Karantina sürecinde bol bol kitap okuduğunuzu var sayıyorum. Bu nedenle de normalde ayda bir yaptığım önerileri daha sık yapmaya başladım. Umarım beğenirsiniz.
Güneş Ülkesi / Tommaso Campanella: Güneş Ülkesi, ütopya örneklerinin en önemlilerindendir. Güneş Ülkesi, adaletsizliğin bilincinde olan, toprağından sürülmüş, zorunlu ihtiyaçlarını bile karşılamakta güçlük çekmiş ve bunun acısını taşımış bir insanın, adil ve dayanışmacı, baskı ve sefaletten arınmış bir toplum düşünün somutlaştırıldığı bir ideal kent tasarımıdır.
Fakir Baykurt / Eşekli Kütüphaneci: Biyografik bir roman olan Eşekli Kütüphaneci Mustafa Güzelgöz adlı idealist bir adamı anlatıyor. Kitap aşkıyla yanıp tutuşan bu adam, her türlü zorluğa ve engellemelere rağmen insanlara okuma sevdasını aşılamak için çaba gösteriyor. Fakir Baykurt’un, klasik anlatımının tüm olanaklarından yararlanarak, gücü yetene, hatta bitene dek, hasta yatağında yazdığı bu son romanında, sevgi, kardeşlik, azim, cesaret gibi duygular yine okuru sarıp sarmalıyor.
Babaya Mektup / Franz Kafka: Bu kitap, Kafka’nın sahibine hiç ulaşmamış bir mektubu aslında. Franz Kafka, 1919’da dinlenmek üzere gittiği Schelesen’de Praglı sekreter Julie Wohryzek ile tanışır ve nişanlanır. Babaya Mektup yazarın bu evlilik kararına karşı çıkan babasına olan duygu ve düşüncelerini dile getirirken, diğer yandan bize Kafka’nın yaşam öyküsünden ipuçları sunar.

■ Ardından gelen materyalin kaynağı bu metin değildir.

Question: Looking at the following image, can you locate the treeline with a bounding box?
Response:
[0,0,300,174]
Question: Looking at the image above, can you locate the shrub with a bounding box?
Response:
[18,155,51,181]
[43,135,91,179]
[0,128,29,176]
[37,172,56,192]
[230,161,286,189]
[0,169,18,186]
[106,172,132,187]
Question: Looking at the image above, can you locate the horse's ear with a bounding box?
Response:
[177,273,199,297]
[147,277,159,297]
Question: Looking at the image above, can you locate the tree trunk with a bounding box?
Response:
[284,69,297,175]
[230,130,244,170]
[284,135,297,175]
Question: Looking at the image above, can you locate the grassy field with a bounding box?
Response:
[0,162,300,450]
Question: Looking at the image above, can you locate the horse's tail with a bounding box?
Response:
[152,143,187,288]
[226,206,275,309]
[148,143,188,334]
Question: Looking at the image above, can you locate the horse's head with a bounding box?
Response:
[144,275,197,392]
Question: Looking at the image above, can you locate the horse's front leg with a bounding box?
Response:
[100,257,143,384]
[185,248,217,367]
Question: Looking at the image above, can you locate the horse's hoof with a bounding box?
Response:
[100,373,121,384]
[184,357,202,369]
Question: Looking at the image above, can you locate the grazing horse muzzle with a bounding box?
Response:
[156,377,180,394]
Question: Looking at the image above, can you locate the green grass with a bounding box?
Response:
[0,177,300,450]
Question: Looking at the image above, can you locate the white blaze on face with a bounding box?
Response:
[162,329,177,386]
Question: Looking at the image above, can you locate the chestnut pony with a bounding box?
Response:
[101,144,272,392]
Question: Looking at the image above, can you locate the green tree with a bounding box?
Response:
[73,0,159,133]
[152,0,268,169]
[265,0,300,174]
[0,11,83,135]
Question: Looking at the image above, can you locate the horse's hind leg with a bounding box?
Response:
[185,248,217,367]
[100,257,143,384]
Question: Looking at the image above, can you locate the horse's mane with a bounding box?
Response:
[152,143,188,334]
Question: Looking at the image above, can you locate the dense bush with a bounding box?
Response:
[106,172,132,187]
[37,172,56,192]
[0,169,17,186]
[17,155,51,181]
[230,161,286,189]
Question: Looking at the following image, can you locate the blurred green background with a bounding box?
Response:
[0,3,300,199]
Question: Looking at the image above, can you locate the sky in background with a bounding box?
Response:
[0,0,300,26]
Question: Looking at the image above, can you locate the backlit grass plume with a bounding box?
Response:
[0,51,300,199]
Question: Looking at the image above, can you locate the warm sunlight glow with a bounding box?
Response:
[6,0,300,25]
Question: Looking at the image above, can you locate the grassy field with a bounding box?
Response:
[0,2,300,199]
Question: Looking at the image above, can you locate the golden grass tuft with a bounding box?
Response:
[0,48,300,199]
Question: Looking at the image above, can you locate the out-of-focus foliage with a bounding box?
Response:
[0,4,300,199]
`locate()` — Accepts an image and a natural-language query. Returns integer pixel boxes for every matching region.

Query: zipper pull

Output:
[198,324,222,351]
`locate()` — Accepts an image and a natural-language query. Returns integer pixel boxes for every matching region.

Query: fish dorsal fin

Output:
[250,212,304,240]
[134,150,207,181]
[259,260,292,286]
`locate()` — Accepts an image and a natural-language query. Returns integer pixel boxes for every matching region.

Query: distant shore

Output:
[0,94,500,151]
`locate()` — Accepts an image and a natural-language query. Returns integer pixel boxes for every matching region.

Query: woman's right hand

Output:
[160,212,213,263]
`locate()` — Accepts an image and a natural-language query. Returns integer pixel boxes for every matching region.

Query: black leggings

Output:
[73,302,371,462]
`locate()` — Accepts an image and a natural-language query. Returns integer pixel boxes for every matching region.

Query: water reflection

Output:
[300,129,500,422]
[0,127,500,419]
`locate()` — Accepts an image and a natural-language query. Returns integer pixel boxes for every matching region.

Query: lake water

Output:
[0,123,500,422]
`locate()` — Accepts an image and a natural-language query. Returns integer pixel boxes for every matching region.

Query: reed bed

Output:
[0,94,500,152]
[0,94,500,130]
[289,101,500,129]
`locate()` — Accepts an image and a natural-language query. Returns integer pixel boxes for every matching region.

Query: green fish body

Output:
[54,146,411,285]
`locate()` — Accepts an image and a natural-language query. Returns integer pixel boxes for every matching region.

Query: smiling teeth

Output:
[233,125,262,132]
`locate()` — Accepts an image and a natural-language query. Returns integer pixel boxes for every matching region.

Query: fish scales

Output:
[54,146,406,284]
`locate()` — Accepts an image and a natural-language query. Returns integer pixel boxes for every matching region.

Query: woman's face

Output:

Şeffaf / Stephen King: Bir yaz günü ormanda gezinen Bobbi Anderson daha önce defalarca geçtiği yerde bir şeye takılır. Onun ve tüm kasabanın kaderini değiştirecek bir şeye. İşte bu roman bundan sonra yaşanan doğaüstü olayları anlatıyor. Bin yıldır toprağın altında gömülü kalmış bu metal cisim kasabadaki herkesin bedenini, aklını ve ruhunu ele geçirmeye başlar.
Barbarları Beklerken / John Maxwell Coetzee : Coetzee, bu romanında hayali bir imparatorlukta geçen olayları anlatıyor. Geniş topraklara yayılmış bir imparatorluğun en ucundaki bölgede yaşayan Barbarlar, sözüm ona, ayaklanmak, imparatorluğu tehdit etmek üzeredirler. Onları bastırmak bahanesiyle merkezden gönderilen Albay ve emrindekiler, müthiş bir işkence ve kıyım başlatırlar. Bu olaylar, o bölgede görevli, yıllardır başkentin yüzünü görmemiş Sulh Yargıcının ağzından aktarılır. Barbarları Beklerken, ürkütücü bir zorbalığın öyküsünü dile getirmekle birlikte, öncelikle bir aşk, sevecenlik, bağışlama ve insancıl duygular romanı.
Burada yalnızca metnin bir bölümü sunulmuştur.